The July Consumer Price Index released by the Uganda Bureau of Statistics (UBOS) on July 29 shows that annual inflation rose to 7.9% in July from 6.8% posted in June 2022.
Record price increases in fuel prices coupled with the dry session have pushed commodity prices higher over the last two months.
UBOS says the peak in price levels over the last 12 months to July was largely fueled by increases in prices of commodities under core inflation – with the most price increases seen in the cost of cassava flour and maize flour.
“Most commodities have registered increases. We are using a lot of Maize flour in so many areas. These commodities also need to be transported and the fuel prices have also increased. All that is factored into the pricing,” Aliziki Lubega, director, economic statistics at UBOS, said.
Cassava flour’s annual inflation increased to 62.3% from 31.2% in June. The average retail price of one kilogram of cassava flour has peaked at sh2,354 in July from sh1,512 in July 2021, an increase of more than 55%.
Maize flour (one kilogram) has increased to sh3,343 from sh1,957 in July 2021, representing a 70% price jump in the period.
Maize flour and Cassava are traditionally enjoyed across Uganda and are staple food to the biggest section of the population.
The Statistics body also highlighted the current dry session as a key factor pushing prices upwards.
“Our food is mainly rain-fed and we have all seen what is happening currently. Is the supply meeting the demand that is available?” Lubega said.
Petrol inflation increased t0 56.1% in July, up from 45.9% in June, adding to the pressure on motorists and business costs.
The new inflation is likely to see the Bank of Uganda (BOU) move to tighten monetary policy further to keep inflation in check.
BOU increased its policy rate for borrowing from 7.5% to 8.5%. The measure is part of BOU’s attempt to contain surging inflation that has surpassed its medium-term target of 5%.
Speaking during the Uganda Development Forum annual conference on July 28, Michael Atingi-Ego, BOU deputy governor said will continue to increase its benchmark lending rate or policy rate to curb inflation.
“We need to rein in on this inflation before it gets out of control because if it gets out of control it will be very expensive, very painful and it will take a longer time to bring it under control.

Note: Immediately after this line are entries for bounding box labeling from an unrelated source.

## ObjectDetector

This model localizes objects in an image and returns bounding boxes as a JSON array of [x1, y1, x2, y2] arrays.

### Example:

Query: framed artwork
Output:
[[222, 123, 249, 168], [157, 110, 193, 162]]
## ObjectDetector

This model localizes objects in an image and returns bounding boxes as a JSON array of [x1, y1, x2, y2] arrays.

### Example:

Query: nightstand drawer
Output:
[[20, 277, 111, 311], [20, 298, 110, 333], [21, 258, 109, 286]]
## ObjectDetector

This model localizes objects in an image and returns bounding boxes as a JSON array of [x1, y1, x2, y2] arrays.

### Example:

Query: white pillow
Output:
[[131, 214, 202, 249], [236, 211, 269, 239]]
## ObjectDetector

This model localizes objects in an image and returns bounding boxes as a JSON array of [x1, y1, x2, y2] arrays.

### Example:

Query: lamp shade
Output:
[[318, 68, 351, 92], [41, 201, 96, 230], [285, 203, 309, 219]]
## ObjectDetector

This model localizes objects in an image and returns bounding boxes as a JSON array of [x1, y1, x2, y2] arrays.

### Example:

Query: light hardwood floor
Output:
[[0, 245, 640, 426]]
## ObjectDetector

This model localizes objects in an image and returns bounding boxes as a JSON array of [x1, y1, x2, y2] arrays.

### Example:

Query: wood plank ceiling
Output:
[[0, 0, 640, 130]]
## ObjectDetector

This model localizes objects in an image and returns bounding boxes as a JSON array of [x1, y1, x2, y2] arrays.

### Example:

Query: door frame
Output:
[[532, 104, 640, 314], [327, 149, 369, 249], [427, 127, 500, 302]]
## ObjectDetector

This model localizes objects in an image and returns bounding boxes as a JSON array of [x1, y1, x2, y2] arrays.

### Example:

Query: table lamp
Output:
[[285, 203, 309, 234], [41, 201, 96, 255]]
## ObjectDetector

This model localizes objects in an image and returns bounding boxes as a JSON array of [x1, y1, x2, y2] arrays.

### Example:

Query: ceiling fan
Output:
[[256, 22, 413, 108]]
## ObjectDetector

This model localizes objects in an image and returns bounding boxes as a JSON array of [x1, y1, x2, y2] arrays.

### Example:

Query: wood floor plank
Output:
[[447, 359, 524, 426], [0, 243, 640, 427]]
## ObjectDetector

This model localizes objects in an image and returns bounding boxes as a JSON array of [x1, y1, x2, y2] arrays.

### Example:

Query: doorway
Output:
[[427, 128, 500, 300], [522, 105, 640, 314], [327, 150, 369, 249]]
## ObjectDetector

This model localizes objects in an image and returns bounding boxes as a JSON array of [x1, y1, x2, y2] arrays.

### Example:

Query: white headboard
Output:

“I know that there are people complaining out there as to why we are raising the central bank rate when inflation is supply driven. If inflation that was initially contained in a few items like soap, cooking oil and fuel begins to spread into other commodities and you begin to see that prices of many commodities are beginning to increase, that is the right time you need to act,” Atingi-Ego said.